A 200-Year-Old African-American Community Struggles to Survive on Maryland's Eastern Shore

Newell Quinton making scrapple in San Domingo, MD, one of the longest-surviving African-American communities in the nation.

SAVORING SCRAPPLE, SAVING SAN DOMINGO 

by Tom Horton

“A good day to make scrapple,” proclaims Newell Quinton, improbably dapper in well-worn Carhartt coveralls and a brimmed hat. It’s two days ‘til Christmas. A hard frost glazed roofs as we turned the corner of San Domingo and Quinton roads, passed Quinton Hill Circle and bounced up the dirt lane to Newell’s little farm atop ‘Grandsarah’s Hill’, a sandy rise where his grandmother requested her future husband establish a homestead more than a century ago.

Newell, 76, and his cousin Keith Brown labor up from the basement with cast iron pots nearly big enough to bathe in, four in all. The pots predate both men, as does a hickory stirring paddle carved by his grandfather. San Domingo families always kept a hog, probably going back to the little African-American community’s founding two centuries ago (1820). In lean times it was something you could always sell, or eat, through the winter.

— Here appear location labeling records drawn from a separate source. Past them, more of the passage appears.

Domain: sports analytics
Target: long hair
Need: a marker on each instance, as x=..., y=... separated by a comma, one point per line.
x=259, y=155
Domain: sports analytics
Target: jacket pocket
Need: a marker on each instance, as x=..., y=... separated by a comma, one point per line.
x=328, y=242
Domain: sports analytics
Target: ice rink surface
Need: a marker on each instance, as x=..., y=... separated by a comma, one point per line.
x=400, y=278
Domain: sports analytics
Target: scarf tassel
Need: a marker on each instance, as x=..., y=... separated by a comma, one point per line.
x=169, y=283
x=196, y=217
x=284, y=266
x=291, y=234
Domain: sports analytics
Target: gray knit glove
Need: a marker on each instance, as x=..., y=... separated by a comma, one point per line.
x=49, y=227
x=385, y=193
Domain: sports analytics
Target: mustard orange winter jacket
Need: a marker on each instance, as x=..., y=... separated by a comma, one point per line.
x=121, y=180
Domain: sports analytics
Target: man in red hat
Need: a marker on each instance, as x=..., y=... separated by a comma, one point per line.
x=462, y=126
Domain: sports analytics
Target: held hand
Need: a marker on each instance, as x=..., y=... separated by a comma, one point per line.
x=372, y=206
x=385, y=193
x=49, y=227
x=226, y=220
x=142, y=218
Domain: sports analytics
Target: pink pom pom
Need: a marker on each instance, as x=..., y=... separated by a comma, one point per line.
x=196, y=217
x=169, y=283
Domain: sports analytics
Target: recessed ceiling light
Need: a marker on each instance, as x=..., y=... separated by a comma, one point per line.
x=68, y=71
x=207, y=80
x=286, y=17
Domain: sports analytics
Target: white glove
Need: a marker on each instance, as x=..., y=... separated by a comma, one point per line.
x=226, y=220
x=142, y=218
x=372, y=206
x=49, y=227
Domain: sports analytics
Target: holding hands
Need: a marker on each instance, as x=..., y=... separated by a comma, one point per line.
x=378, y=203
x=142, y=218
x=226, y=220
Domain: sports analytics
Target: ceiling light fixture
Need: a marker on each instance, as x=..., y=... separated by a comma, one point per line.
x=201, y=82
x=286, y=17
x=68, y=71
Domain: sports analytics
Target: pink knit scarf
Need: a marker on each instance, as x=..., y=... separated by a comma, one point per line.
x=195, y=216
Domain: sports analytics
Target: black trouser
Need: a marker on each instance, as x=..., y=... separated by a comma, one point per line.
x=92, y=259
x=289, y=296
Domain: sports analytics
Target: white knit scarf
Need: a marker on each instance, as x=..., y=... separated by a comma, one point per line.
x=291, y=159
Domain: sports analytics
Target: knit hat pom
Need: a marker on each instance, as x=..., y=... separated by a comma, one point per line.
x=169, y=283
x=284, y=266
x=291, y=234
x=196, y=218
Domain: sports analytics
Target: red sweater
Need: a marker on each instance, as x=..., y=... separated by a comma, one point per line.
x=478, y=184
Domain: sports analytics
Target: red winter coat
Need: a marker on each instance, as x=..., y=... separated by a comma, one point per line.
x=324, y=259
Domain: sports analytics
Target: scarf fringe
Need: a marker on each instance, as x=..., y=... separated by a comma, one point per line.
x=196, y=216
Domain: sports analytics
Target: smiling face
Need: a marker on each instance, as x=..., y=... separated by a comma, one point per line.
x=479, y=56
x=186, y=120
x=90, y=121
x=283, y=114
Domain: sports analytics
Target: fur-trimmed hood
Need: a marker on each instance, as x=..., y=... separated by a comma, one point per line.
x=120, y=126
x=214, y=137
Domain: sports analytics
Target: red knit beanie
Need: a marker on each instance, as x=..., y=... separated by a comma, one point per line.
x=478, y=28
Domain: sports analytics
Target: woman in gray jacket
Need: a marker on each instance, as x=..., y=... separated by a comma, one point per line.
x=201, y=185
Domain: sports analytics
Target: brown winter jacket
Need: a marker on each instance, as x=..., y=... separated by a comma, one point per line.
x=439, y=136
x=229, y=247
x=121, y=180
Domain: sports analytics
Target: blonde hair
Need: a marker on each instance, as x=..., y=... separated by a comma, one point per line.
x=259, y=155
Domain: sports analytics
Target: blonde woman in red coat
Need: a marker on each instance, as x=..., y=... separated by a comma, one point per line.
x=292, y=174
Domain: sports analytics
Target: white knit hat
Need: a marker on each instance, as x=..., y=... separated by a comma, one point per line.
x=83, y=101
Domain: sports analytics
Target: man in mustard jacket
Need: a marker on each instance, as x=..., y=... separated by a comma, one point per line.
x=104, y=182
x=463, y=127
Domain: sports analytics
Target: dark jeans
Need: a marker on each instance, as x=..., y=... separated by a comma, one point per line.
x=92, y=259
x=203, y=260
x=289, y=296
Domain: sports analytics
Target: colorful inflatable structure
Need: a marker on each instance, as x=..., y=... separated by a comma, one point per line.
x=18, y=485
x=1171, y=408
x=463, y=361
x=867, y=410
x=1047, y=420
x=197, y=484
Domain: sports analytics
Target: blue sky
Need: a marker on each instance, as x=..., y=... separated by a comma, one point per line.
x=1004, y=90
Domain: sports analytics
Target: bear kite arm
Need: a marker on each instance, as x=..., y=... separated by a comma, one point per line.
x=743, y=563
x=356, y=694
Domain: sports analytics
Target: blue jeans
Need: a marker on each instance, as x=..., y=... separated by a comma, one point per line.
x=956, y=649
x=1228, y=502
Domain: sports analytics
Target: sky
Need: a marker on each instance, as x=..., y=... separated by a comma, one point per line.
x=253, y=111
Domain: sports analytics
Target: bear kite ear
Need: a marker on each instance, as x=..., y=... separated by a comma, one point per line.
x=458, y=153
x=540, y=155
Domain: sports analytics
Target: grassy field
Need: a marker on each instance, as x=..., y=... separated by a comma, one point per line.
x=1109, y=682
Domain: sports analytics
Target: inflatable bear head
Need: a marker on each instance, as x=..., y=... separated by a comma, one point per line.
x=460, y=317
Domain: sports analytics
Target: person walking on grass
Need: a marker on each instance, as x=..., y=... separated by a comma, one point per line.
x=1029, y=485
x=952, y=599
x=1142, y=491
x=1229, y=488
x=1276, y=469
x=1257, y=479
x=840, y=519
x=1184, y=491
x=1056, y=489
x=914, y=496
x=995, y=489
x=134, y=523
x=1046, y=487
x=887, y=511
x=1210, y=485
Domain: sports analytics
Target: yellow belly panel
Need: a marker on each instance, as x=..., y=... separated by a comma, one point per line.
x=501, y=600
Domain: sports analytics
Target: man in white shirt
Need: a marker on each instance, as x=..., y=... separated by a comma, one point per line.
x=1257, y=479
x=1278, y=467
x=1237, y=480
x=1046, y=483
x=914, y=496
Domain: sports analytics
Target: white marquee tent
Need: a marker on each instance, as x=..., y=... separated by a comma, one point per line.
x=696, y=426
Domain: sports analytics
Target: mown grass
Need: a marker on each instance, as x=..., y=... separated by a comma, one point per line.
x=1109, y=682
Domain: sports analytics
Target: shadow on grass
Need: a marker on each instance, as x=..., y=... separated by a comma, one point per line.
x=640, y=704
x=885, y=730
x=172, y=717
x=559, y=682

Late fall was hog butchering time as far back as Newell and Keith remember—families helping other families preparing a winter’s worth of food and lard. “It’s just a hobby now,” Newell says—but you learn it’s more than that, as the pungent odors and flavors of cooking pork swirl smokily through this short winter day. It’s part of what may be a last-ditch effort by the Quintons and other community elders to pass on the heritage of one of Maryland’s least known, unique cultures.